No quiero volver.
aquí los números no existen: el reloj se cae y el calendario goza de dislexia. puede que tus papás nos esperen, pero yo no espero a nadie, sólo vivo detrás de las nubes para ver la degradación del sol. la lluvia me da la cantidad de motivos para quedarme y escondo mis manos para no parecer que los cuento, de esa forma conseguir acumularlos en mis bolsillos.
pero por sobretodo, son los rincones llenos, las palabras intencionadas, los silencios que complemetan el oleaje del mar ¿será que la sal es el espacio que hay entre las palabras?

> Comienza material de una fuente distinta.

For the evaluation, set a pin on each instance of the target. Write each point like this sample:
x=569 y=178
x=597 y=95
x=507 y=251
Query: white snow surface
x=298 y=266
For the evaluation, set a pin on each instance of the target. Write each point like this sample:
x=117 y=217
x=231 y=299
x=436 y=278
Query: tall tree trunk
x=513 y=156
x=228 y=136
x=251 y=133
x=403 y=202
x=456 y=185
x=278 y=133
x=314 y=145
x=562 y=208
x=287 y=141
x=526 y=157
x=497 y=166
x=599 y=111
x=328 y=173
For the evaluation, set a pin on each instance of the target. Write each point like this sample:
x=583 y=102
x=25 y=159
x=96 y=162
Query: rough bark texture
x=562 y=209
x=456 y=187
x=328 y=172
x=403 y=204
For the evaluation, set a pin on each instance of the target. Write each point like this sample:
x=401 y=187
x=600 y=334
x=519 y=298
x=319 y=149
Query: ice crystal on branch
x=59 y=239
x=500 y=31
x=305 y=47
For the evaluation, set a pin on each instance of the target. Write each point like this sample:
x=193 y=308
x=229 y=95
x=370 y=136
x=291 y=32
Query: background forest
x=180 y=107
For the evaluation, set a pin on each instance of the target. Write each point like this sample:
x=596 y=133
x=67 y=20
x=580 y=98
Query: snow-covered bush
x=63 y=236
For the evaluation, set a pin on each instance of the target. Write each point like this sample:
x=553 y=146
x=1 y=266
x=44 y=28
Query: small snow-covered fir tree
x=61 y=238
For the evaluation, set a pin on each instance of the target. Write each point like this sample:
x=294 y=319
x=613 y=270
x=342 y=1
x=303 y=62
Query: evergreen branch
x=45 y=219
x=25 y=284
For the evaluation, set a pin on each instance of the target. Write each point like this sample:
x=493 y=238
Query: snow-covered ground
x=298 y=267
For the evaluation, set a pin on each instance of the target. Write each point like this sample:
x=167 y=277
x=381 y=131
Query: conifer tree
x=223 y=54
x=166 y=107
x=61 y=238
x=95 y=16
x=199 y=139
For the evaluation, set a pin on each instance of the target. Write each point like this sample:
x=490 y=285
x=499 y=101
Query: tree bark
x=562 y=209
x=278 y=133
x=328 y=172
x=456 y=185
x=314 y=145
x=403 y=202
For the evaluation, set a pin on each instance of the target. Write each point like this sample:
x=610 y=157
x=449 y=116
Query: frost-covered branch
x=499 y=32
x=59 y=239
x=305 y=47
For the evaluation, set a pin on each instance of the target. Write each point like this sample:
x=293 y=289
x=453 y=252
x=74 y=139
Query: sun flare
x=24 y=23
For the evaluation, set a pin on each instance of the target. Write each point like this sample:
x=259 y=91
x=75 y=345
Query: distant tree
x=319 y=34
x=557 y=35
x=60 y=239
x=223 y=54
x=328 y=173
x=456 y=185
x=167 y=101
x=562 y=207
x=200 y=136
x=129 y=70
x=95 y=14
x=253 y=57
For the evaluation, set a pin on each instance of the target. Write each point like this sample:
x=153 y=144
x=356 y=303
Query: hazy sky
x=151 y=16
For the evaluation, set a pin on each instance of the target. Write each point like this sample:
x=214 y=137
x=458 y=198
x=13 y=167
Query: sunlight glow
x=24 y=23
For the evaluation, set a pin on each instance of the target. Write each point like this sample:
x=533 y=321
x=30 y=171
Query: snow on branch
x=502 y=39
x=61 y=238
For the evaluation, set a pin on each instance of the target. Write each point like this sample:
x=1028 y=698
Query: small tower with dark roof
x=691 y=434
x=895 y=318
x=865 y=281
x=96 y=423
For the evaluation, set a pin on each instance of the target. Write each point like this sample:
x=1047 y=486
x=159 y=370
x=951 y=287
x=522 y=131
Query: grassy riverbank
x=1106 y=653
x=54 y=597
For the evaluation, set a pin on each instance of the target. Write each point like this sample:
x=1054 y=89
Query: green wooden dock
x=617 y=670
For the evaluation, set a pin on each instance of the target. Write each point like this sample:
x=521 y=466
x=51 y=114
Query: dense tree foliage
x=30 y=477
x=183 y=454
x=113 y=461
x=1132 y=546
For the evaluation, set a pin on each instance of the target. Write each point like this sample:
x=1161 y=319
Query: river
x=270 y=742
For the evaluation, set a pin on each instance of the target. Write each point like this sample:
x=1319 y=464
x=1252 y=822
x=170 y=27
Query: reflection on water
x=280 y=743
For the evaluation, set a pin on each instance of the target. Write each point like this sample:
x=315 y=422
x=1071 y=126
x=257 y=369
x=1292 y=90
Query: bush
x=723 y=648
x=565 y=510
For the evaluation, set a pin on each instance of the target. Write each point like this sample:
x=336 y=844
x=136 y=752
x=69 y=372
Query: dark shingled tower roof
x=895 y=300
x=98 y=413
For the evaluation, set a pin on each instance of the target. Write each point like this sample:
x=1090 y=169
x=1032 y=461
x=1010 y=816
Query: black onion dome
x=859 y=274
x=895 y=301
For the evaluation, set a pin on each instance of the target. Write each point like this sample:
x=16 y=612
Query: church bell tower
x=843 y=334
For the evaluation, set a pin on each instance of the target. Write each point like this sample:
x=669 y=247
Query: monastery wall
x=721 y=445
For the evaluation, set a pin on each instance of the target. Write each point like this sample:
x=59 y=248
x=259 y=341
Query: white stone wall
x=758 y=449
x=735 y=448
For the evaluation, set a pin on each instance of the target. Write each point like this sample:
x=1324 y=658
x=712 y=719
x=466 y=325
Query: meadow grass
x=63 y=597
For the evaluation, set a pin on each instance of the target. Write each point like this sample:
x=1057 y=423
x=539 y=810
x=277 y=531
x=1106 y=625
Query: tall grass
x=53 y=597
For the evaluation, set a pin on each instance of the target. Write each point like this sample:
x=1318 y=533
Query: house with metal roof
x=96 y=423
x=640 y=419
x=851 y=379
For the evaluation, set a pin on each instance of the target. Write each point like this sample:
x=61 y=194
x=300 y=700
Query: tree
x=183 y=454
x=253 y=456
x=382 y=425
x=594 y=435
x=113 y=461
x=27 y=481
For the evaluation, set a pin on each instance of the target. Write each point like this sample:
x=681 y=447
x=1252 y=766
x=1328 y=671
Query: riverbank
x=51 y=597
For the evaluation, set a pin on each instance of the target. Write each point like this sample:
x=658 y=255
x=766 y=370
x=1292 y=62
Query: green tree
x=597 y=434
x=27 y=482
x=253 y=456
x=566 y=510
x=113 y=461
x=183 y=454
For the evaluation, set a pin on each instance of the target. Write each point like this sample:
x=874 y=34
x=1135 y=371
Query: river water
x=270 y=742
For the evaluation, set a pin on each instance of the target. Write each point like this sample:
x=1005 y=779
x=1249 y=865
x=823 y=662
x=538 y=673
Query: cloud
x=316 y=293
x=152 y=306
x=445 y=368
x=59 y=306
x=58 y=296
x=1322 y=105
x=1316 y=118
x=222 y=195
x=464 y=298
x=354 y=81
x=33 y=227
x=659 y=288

hay puertas por las que quiero entrar nuevamente, bancas de plaza en donde mojarme, arena de playa donde naufragar.
No quiero volver
quiero mojarme más, contigo. recitarle al mar. desaparecer la soledad al silencio. ser feliz con mi rostro empapado. quiero volver a ver cómo la niebla vuela entre tus pestañas y se desliza a la deriva, mientras me reflejo, bien de cerquita, en aquella gota.
1 comentario:
Mily me envió la foto donde aparecemos empapadas por la lluvia ancuditana. Las dos sonreíamos. Es una linda foto, osea, salgo horrible xD pero me gustó, tú sonríes, yo sonrío y ese fue un momento donde una cámara captó el momento exacto donde la felicidad se hizo agua y caía sobre nosotras.
La cámara captó parte de ese sueño que fue Ancud.